After years of touring experience he took part in founding the Asian Rugby Football Union. This was the only Union in the world set up on independent lines and contained nine different nations. In 1973 he was elected Chairman of Hong Kong Rugby Football Union and became prominent in the expanding regional sport.

== The Hong Kong Sevens ==
Rugby was changing. Minor sponsorships had been recognised by RFU which had even launched a committee to advise on the subject.

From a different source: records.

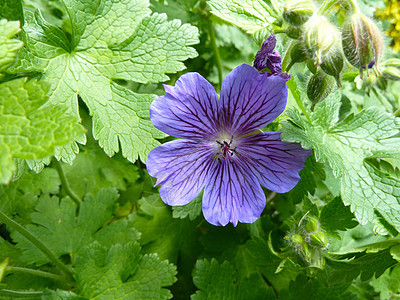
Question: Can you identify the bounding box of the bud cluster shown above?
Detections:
[282,0,386,101]
[285,216,329,269]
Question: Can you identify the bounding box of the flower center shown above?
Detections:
[214,136,239,163]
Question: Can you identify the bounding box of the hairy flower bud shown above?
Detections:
[310,231,328,248]
[283,0,315,26]
[290,234,304,245]
[306,216,319,233]
[382,58,400,81]
[307,70,335,108]
[342,12,383,77]
[303,16,343,77]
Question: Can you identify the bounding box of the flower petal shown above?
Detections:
[203,159,266,226]
[150,73,219,139]
[221,64,288,137]
[147,140,215,205]
[237,132,312,193]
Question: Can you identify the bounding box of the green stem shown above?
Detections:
[0,211,73,279]
[6,267,65,281]
[318,0,340,15]
[347,0,360,14]
[282,41,296,72]
[0,289,43,299]
[209,20,222,91]
[52,157,81,209]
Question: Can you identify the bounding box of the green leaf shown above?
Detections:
[131,194,199,262]
[208,0,276,34]
[41,289,87,300]
[12,188,139,265]
[0,238,21,266]
[191,258,274,300]
[63,139,139,197]
[0,78,83,183]
[75,242,176,299]
[282,93,400,230]
[0,19,23,71]
[13,0,198,163]
[326,249,397,282]
[279,272,358,300]
[0,168,61,220]
[319,197,358,237]
[288,156,325,204]
[370,266,400,300]
[0,0,24,24]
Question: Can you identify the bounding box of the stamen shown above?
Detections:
[213,136,239,163]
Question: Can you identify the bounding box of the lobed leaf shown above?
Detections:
[0,78,83,183]
[282,93,400,230]
[75,242,176,299]
[13,0,198,163]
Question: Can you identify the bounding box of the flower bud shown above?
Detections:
[290,234,304,245]
[310,231,328,248]
[306,216,319,233]
[283,0,315,26]
[303,16,343,75]
[342,12,383,77]
[382,58,400,81]
[307,70,336,108]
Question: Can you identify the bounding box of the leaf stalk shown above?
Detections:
[52,157,81,210]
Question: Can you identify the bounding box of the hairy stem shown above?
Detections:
[347,0,360,13]
[0,211,73,279]
[0,289,43,299]
[282,41,296,72]
[6,267,65,281]
[52,157,81,209]
[209,20,222,91]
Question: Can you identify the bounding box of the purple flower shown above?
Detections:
[253,34,290,81]
[147,64,311,226]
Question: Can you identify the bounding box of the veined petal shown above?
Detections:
[237,132,312,193]
[147,140,215,205]
[203,159,266,226]
[221,64,288,137]
[150,73,219,140]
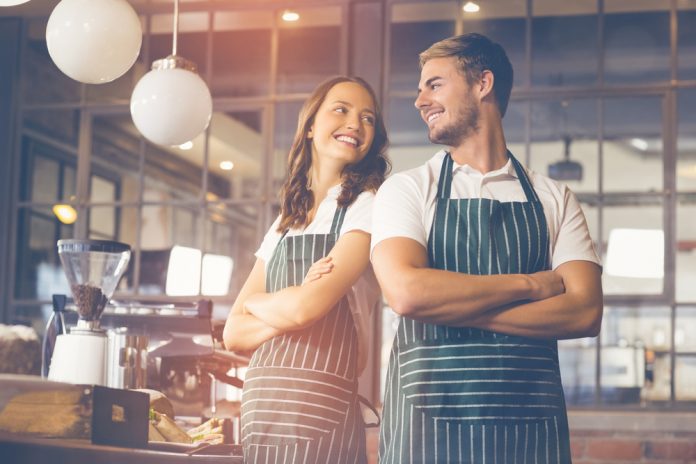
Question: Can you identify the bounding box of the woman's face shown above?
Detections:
[307,82,376,166]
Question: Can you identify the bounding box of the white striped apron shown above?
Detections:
[241,207,367,464]
[379,152,571,464]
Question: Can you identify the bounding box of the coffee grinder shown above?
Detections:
[48,240,131,385]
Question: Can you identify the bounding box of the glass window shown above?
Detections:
[464,13,534,87]
[201,203,265,295]
[558,338,597,405]
[677,10,696,79]
[389,2,459,92]
[208,110,265,200]
[532,14,599,86]
[14,208,72,300]
[22,19,82,104]
[602,97,664,192]
[674,307,696,401]
[210,11,273,97]
[602,202,665,295]
[23,109,80,147]
[604,9,670,85]
[600,306,672,403]
[146,11,208,76]
[387,98,442,173]
[675,194,696,300]
[271,102,303,189]
[276,7,342,94]
[530,99,599,193]
[677,90,696,192]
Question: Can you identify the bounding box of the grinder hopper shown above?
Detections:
[58,240,131,329]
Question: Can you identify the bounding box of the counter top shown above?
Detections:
[0,431,242,464]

A leading tobacco company approached Tokkie Smith in 1975 and offered to sponsor an international tournament in Hong Kong. These tournaments were normally held exclusively between traditional rugby countries, as for example the 1973 International Seven-a-side Tournament held by Scotland to celebrate their Centenary.

In 1975 Tokkie convinced the HKRFU committee and the sponsors to promote an international tournament, but in the interest of economy and practicality they decided upon Sevens and held the first Hong Kong International Sevens Tournament in March 1976.

He managed the first three vital tournaments out of his own office. He wrote to his sponsors, “It is unquestionably the most colourful day of sport I have ever seen. It has put Hong Kong on the international sporting map.”

The games in 1978 added four more countries, expanding the tournament to 16 international teams. It rained incessantly but nevertheless, the third Sevens was reported as “magnificent”.

The Hong Kong Sevens were recognised as “The largest international rugby tournament” in the world by the Guinness Book of Records

Over the years, the tournament continued to grow - especially for the sponsors. This was changing the dynamics of rugby in Hong Kong as money played an increasing influence in tournament decisions.

== Tokkie's Dragons ==
After completing his term as Sevens Chairman, he unsuccessfully promoted a tour to Asia by a mixed-race South African team.

During apartheid, he defied Colonial and Commonwealth politics by taking the first ever mixed-race team on tour in South Africa in July 1982 - Tokkie's Dragons. After the tournament he was ostracised publicly by Hong Kong Rugby Football Union and stripped of his vice-presidency.

The repercussions extended to other nations. For example, Song Koon Poh of Singapore was given a lifetime ban for his part in the South African tour. It was later rescinded.

Tokkie returned to Cape Town, South Africa, in 1983.

== Personal life and death ==
His wife, Terry, left him soon after they arrived in South Africa. Tokkie Smith died in a car collision on 12 July 1985. Back in Hong Kong his friends gave him an impressive rugby send off in August 1985 at St. John's Cathedral, complete with eulogies, organ, and piper, followed by a wake in The Football Club bar.